Why is public relations important?
Whether you run a business or are in charge of a non-profit charity, communicating your key message and managing your reputation is crucially important. This is where public relations (PR) comes in.
Without a good reputation, building a successful business can be very difficult. PR is all about building and maintaining a good reputation. By doing this, you can stay in control of how the rest of the world views your business or charity. Good PR strategies work by sending the right brand messages, at the right time, to the right target audience. Through investing time and money into creating and implementing targeted PR strategies, you can create and maintain a stronger brand reputation.
In this guide we look at why PR is so important for businesses and charities alike.

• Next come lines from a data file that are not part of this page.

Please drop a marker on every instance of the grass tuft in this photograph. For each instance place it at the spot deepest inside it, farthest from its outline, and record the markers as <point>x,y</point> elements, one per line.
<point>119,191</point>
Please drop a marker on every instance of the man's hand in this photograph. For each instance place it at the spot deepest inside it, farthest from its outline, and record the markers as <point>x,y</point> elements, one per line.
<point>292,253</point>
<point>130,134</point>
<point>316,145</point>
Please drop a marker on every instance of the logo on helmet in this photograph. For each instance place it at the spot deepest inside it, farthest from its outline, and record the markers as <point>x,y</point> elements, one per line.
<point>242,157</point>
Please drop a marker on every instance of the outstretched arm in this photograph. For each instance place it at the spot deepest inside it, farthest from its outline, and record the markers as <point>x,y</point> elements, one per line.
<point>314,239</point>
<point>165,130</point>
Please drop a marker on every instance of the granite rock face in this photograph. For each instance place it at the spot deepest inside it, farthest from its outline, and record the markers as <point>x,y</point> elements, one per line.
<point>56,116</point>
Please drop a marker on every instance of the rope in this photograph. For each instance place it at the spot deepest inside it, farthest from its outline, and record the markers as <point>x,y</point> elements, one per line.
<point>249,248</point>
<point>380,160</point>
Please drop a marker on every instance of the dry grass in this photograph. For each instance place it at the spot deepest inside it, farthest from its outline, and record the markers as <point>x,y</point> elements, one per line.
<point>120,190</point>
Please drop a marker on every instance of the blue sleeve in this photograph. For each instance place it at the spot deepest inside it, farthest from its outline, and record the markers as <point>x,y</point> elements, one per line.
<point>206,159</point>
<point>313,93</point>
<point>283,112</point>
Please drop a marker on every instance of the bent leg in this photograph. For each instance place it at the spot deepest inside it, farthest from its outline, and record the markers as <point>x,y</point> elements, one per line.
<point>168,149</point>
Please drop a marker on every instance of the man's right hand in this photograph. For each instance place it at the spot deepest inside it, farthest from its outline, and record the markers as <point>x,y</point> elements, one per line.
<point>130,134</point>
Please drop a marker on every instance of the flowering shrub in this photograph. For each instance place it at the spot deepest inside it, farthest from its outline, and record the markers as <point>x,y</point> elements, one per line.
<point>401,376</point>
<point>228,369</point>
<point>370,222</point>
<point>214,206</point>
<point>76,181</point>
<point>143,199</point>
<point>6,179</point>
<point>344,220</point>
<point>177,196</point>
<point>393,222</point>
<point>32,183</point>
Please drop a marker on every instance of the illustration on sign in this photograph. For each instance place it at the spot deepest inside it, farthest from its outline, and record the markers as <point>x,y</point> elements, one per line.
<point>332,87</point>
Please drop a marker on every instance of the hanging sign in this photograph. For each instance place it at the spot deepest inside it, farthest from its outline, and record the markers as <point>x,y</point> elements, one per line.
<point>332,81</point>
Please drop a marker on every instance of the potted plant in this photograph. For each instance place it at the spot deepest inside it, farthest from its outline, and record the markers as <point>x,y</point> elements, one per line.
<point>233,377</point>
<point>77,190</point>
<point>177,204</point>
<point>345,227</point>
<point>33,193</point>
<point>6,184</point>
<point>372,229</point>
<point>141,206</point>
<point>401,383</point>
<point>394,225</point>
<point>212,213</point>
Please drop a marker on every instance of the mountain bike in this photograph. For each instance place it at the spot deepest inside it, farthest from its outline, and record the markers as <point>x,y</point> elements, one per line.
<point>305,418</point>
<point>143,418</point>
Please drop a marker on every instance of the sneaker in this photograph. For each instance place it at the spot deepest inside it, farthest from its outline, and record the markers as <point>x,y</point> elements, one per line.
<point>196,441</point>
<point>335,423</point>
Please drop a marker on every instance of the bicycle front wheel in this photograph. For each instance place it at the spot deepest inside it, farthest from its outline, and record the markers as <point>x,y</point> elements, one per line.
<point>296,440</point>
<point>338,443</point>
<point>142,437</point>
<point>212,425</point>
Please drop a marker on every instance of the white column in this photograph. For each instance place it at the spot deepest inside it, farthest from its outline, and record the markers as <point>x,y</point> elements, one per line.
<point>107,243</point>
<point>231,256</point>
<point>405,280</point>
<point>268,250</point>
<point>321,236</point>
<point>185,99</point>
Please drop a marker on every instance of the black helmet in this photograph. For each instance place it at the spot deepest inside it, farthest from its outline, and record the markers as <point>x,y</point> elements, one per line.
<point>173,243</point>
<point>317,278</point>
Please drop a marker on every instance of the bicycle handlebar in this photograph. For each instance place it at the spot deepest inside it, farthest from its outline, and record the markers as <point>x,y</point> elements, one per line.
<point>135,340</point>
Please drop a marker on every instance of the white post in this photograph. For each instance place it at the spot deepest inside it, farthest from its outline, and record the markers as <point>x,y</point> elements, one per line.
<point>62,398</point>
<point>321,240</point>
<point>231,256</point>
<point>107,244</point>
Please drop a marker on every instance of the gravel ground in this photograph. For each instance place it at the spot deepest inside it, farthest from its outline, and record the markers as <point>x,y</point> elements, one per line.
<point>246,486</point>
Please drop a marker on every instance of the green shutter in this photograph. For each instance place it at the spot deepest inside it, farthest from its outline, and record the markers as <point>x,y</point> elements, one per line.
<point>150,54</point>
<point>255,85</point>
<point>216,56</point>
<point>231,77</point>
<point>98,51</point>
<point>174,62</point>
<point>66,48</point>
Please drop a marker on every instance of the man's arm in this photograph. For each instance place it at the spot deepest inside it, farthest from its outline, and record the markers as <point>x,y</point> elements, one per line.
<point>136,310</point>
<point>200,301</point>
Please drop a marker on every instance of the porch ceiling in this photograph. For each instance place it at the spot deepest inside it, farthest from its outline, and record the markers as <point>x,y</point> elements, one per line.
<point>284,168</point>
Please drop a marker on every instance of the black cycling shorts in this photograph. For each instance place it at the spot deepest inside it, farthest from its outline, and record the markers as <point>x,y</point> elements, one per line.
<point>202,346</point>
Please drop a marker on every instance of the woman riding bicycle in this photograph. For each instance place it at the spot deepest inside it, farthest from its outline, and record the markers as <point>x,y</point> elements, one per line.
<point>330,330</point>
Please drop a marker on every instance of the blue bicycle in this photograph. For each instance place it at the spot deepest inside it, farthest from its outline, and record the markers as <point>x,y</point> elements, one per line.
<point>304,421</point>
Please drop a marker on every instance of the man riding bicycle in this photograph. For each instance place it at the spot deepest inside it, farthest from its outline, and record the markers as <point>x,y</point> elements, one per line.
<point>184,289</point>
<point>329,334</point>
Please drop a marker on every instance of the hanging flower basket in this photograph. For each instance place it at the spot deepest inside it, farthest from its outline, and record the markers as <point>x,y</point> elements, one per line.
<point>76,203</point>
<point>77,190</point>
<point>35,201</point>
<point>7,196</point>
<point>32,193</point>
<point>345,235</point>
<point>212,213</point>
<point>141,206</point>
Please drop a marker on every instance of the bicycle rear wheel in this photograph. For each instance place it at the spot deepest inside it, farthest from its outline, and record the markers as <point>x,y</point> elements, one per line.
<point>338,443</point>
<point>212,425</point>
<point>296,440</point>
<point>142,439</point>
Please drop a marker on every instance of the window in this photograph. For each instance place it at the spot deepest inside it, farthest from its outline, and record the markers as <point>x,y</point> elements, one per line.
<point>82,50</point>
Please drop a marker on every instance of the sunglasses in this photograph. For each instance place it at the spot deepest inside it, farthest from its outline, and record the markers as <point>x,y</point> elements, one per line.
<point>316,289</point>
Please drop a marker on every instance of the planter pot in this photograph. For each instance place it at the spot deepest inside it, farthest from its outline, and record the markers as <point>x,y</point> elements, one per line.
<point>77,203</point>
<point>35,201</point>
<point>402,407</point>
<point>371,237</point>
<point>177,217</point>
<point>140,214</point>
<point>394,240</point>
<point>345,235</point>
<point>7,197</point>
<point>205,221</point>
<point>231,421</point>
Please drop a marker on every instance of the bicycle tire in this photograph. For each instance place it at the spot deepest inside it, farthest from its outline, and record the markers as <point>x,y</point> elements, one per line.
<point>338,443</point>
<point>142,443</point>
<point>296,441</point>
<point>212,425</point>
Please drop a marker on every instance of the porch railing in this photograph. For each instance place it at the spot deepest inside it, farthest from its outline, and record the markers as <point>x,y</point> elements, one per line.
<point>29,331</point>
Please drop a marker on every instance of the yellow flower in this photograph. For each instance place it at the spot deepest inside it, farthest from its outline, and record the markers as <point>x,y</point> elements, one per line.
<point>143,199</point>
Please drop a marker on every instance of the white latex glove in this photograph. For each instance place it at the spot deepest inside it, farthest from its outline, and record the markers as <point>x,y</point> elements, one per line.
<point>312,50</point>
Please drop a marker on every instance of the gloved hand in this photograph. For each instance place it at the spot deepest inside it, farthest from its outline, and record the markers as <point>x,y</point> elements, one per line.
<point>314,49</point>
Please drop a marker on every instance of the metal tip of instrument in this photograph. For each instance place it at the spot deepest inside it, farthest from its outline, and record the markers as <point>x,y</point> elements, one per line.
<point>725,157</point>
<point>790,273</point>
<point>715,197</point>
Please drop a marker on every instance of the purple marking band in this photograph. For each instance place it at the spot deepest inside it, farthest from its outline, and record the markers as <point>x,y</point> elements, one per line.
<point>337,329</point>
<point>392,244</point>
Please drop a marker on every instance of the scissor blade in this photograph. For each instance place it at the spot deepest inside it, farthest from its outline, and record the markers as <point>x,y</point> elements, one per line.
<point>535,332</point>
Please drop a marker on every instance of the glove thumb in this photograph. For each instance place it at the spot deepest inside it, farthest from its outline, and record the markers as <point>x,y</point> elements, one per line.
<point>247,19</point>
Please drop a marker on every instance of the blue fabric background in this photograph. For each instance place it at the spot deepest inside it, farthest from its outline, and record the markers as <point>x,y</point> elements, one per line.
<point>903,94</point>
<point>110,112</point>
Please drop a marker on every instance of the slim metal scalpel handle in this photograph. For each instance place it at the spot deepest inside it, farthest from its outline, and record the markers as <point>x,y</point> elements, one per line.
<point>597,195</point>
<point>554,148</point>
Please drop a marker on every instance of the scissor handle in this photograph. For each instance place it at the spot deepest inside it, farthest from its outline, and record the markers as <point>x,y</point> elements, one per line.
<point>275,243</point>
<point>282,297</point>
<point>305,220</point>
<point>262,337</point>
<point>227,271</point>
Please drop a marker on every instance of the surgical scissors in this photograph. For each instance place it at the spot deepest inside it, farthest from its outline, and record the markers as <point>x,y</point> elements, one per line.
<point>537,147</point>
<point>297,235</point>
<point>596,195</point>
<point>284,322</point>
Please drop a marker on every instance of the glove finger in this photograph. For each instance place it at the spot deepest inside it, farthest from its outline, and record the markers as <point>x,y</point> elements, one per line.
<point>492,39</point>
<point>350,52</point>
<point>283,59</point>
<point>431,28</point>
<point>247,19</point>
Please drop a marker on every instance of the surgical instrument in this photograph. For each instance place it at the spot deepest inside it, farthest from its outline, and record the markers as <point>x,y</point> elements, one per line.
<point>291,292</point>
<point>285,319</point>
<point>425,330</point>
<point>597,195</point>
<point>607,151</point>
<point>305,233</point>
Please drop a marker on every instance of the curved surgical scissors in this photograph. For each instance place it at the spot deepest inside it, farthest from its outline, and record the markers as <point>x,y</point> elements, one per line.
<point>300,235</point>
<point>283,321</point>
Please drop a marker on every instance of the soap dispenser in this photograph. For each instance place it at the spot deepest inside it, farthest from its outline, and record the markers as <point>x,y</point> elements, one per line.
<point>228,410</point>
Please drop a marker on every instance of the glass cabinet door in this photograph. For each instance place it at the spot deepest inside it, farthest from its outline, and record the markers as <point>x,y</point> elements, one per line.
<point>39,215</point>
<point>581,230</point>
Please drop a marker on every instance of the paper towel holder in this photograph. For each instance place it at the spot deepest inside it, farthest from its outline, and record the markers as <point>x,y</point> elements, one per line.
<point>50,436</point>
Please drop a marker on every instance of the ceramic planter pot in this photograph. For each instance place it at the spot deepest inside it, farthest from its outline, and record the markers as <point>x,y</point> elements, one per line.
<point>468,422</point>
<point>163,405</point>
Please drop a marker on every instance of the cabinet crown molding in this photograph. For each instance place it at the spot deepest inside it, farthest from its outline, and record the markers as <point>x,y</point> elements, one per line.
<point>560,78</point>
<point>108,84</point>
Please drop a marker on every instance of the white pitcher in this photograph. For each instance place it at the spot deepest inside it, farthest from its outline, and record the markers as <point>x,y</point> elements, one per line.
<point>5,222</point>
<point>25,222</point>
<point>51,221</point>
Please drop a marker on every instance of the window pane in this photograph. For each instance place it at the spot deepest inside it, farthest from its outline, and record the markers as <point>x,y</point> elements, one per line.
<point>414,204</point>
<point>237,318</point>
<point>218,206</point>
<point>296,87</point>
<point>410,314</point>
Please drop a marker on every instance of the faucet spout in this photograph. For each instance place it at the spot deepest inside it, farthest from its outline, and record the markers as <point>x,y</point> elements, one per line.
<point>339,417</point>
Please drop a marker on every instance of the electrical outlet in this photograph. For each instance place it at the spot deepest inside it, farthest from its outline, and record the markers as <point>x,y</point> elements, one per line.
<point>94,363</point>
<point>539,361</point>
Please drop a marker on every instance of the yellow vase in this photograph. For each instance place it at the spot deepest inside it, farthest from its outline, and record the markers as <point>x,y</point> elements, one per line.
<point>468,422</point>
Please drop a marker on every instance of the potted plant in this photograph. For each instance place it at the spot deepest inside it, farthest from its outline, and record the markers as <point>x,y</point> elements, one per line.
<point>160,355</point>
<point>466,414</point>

We will define the term, before then looking specifically at some of the major benefits of well-implemented PR strategies, from generating positive media attention to PR crisis management.
What is public relations?
Almost without exception, every organisation in the world operates in an environment that can be impacted by social, political and legal changes. Typically, it is the ways in which an organisation reacts to these changes that form the brand’s reputation.
The term ‘public relations’ refers to the strategic approaches organisations can put in place to help build, maintain, and protect their reputations on a day-to-day basis. As we will explore below, these strategies can take many forms and have to be implemented both proactively and reactively. From so-called ‘goodwill creation’ in the wake of a media crisis to the generation of positive media attention and community trust building, successful PR is all about developing a strong relationship between an organisation and its target audience.
Why is PR important to a business
No matter how small your business or charity, a strong public relations strategy can add to your success. Below we look at four areas in which a solid PR strategy can help build and, often more importantly, preserve your business’ or charity’s reputation.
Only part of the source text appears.